Absence makes the heart grow fonder, yet being offline with a learning management system has a more troubling effect on a learner’s heart and mind. From a simple login error to a system-wide shutdown, the panic of not knowing what to do next seemingly sets one up for failure even after the connection is restored. My experiential presentation tells stories based on the start of my career an education technologist for the College of the Rockies while faculty, staff and students recover from the lockdown phase of COVID-19 pandemic. For many across the province and around the world, online learning became a necessity: for some, a Faustian compromise of teaching practices during a time of global crisis, for others, a Mephistophelean embrace of digital technology in place of the in-person classrooms became part of the new normal.

Three professors in UBC’s Master of Educational Technology program offered a third perspective, about a decade ago, when they began a research project that became the SOUL intervention. They asked online students to take a two-day break from their screens and reflect upon this absence of technology from their studies. While some struggled to break away from digital devices, others grew to appreciate the meaningful acronym of Slow Online Ubiquitous Learning and its positive impact on for students’ and instructors’ sense of wholeness and wellbeing.

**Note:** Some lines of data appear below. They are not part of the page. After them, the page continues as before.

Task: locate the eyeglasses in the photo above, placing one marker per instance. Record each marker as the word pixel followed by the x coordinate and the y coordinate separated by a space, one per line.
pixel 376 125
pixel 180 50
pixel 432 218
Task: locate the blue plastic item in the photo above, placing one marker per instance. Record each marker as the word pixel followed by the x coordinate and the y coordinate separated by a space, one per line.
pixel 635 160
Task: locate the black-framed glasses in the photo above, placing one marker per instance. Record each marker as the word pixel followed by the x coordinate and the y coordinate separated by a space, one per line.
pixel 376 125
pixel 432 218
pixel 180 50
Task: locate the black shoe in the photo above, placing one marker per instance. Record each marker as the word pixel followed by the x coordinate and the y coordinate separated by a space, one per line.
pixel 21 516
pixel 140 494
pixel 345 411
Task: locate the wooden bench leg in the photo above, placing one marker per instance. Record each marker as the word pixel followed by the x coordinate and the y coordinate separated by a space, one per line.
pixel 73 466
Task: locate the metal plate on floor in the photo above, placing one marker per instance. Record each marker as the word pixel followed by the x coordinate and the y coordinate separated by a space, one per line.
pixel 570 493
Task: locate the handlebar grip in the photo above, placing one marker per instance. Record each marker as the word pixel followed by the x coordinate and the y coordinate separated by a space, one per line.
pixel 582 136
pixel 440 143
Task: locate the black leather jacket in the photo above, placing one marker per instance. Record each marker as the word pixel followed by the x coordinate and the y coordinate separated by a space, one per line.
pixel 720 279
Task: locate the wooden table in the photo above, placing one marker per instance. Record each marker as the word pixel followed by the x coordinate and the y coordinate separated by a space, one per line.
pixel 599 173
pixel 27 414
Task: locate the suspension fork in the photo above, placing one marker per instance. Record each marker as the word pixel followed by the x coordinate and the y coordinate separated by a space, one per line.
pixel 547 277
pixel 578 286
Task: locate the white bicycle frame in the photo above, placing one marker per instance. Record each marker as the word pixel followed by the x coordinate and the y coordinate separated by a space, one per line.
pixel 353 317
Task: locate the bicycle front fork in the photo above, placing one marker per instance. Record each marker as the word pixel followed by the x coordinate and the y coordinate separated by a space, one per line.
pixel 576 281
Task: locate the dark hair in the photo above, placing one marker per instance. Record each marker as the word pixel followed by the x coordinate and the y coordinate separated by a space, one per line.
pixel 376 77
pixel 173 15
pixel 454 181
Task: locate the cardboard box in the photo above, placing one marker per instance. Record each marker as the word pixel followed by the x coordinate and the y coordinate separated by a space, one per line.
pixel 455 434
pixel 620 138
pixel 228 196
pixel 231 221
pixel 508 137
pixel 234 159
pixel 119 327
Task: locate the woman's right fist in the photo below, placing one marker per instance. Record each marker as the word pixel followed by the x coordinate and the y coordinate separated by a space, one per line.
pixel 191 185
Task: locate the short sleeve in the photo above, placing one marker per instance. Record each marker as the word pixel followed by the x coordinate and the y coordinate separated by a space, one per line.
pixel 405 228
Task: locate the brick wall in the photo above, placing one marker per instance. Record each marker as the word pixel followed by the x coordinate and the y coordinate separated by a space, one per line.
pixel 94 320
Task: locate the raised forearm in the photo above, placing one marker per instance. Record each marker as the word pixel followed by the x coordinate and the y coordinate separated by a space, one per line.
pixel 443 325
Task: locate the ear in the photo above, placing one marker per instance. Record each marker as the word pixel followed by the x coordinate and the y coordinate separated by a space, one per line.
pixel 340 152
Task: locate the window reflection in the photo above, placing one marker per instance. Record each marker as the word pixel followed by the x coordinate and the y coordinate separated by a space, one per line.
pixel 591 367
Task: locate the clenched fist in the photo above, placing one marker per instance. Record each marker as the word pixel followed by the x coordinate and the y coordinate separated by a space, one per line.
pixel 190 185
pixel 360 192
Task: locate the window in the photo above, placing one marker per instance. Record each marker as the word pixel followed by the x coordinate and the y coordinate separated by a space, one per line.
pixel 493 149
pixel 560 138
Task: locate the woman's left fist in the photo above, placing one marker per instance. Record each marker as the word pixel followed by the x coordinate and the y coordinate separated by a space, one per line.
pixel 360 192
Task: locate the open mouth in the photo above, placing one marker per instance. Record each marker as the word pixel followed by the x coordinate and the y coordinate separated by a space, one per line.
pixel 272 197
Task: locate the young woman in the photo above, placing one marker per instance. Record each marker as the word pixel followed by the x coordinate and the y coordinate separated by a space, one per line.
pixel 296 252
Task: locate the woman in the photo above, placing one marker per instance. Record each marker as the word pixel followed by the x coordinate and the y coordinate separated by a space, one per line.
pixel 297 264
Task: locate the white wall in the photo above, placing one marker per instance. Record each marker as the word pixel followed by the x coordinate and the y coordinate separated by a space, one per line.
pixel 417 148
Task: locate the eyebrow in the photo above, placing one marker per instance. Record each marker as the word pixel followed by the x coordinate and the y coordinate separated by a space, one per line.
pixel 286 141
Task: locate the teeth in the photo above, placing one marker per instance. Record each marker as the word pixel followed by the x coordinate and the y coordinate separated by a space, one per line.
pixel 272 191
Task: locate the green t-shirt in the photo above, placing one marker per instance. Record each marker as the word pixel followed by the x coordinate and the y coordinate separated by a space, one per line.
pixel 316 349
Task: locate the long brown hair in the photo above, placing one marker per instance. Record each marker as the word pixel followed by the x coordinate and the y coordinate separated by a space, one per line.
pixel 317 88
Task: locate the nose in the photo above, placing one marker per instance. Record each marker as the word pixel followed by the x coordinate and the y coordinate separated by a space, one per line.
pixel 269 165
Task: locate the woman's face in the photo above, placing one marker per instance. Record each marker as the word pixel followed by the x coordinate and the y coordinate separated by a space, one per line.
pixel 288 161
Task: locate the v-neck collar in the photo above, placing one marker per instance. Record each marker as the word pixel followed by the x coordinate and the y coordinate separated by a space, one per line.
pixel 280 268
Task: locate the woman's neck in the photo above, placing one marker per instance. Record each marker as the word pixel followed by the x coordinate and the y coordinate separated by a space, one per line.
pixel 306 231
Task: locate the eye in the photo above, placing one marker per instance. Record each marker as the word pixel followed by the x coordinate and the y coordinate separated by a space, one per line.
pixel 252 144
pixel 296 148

Flashing forward to the current moment, this presentation takes a different perspective on this mindful SOUL intervention, a view from the Top of the World Provincial Park in the East Kootenays. I share reflections from the experiences of instructors faced with a juxtaposition of online, ubiquitous learning options and the soulful acknowledgement of the place-based learning that are often challenging to digitize or put in a shiny-surfaced box. Slowing things down every further, this discussion will be presented in “unimodal” format in order to counter the “fast capitalism” proposed by the New London Group in their Pedagogy of Multiliteracies more than two decades ago, which has only seemed to have increased its reckless speed due to the advent of social media. Please turn off all cellular and mobile devices during the presentation and come with an open mind for the sake of our collective SOUL.

Speaker

Kyle Stooshnov, PhD
Education Technologist | College of the Rockies

Kyle Stooshnov works as an Educational Technologist at the Centre for Innovation in Teaching and Learning at the College of the Rockies. In 2019, he completed his PhD in Literacy Education from the University of British Columbia, where he had also completed his Master in Educational Technology earlier that decade. Part of his doctoral thesis was recently published in a special Art-Based Research issue of the online journal, Transformative Dialogues, and he continues to explore the intersection of performing arts and digital spaces with his company, Spacious Mirror.